Thursday, May 9, 2013

Market Update with Mike Kuta 'The Squawk Trader "

May 09, 2013
Delinquency rate rises, but inventory eases in Q1: MBA.
The delinquency rate on U.S. home mortgages rose in the first quarter as more homeowners fell behind on payments for the first time, data from an industry group showed today. The seasonally adjusted delinquency rate on all loans rose to 7.25 percent from 7.09 percent in the first quarter, but was down from 7.40 percent a year ago, according to a report from the Mortgage Bankers Association. The number of loans that were 30 days late on payments rose to 3.21 percent from 3.04 percent at the end of last year. Mortgages that were 90 days or more past due, which are considered less likely to get back on track, edged down to 2.88 percent from 2.89 percent.
Six years after its far-reaching collapse, the housing market started to turn the corner last year with prices rising, inventory tightening and low interest rates enticing some buyers. “On the delinquency side, it’s a small increase but we’re back to pre-crisis levels. That number is just going to track what’s happening in the job market,” said Michael Fratantoni, MBA’s vice-president of research and economics. Delinquency rates include mortgages that are at least one payment behind but have not yet entered the foreclosure process. Foreclosure inventory fell to 3.55 percent from 3.74 percent, while the number of loans starting the process held steady at 0.70 percent, the lowest level since the second quarter of 2007. Among the different types of loans, subprime fixed and adjustable rate mortgages saw the largest increases in delinquencies, though there were fewer subprime loans sitting in the foreclosure process. The two categories make up more than 10 percent of overall mortgages, MBA said.
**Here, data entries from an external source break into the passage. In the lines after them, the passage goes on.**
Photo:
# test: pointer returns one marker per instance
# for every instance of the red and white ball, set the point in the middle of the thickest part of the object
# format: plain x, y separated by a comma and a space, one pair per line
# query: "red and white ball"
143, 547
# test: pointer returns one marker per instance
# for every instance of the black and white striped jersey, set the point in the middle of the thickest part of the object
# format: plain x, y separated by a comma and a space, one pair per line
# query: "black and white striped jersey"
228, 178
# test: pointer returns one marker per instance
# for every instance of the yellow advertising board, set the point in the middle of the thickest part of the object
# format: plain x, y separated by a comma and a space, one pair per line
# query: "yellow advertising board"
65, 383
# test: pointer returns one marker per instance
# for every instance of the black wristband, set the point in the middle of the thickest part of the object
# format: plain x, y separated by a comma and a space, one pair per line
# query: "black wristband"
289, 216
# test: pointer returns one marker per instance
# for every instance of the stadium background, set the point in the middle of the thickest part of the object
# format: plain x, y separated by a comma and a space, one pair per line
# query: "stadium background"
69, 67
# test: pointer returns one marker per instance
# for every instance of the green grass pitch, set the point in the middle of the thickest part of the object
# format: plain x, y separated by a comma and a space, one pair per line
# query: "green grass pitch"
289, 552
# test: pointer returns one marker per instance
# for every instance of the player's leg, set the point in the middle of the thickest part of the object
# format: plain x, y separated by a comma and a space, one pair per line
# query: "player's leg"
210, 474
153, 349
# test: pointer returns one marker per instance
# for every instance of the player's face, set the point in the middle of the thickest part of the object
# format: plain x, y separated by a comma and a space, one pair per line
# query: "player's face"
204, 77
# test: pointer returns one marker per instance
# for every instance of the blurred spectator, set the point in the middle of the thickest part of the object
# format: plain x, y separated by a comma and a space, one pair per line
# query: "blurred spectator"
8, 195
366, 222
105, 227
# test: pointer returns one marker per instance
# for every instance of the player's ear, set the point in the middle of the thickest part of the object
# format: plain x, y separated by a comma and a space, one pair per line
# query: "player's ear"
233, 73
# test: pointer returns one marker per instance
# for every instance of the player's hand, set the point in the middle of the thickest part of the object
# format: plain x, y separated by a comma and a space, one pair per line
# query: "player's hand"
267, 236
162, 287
Jobless claims fall to lowest level in almost five-and-half years.
The number of Americans filing new claims for unemployment benefits dropped to its lowest level in nearly 5-1/2 years last week, signaling labor market resilience in the face of fiscal austerity. Initial claims for state unemployment benefits fell 4,000 to a seasonally adjusted 323,000, the lowest level since January 2008, the Labor Department said today. Claims for the prior week were revised to show 3,000 more applications received than previously reported. Economists polled had expected first-time applications to rise to 335,000 last week. The third straight weekly decline in claims pushed them further below the 350,000 mark, which economists normally associate with a firming labor market. Claims are showing no sign of a pick-up in layoffs even as other parts of the economy such as manufacturing start to show strain from tighter fiscal policy.
A Labor Department analyst said no states had been estimated and there was nothing unusual in the state-level data. The four-week moving average for new claims, a better gauge of job market trends, dropped 6,250 to 336,750 – the lowest level since November 2007. Coming on the heels of data last week showing surprising strength in the labor market, the claims report could further assuage fears of an abrupt slowdown in the economy. Employers added 165,000 new jobs to their payrolls in April and hiring in the previous two months was stronger than initially reported. The unemployment rate dropped to a four-year low of 7.5 percent. The improvement in employment contrasts sharply with other data, including retail sales and manufacturing, that have suggested a cooling in the economy at the end of the first quarter, which persisted early in the April-June period. The claims report showed the number of people still receiving benefits under regular state programs after an initial week of aid dropped 27,000 to 3.0 million in the week ended April 27. That was the lowest level in so-called continuing claims since May 2008.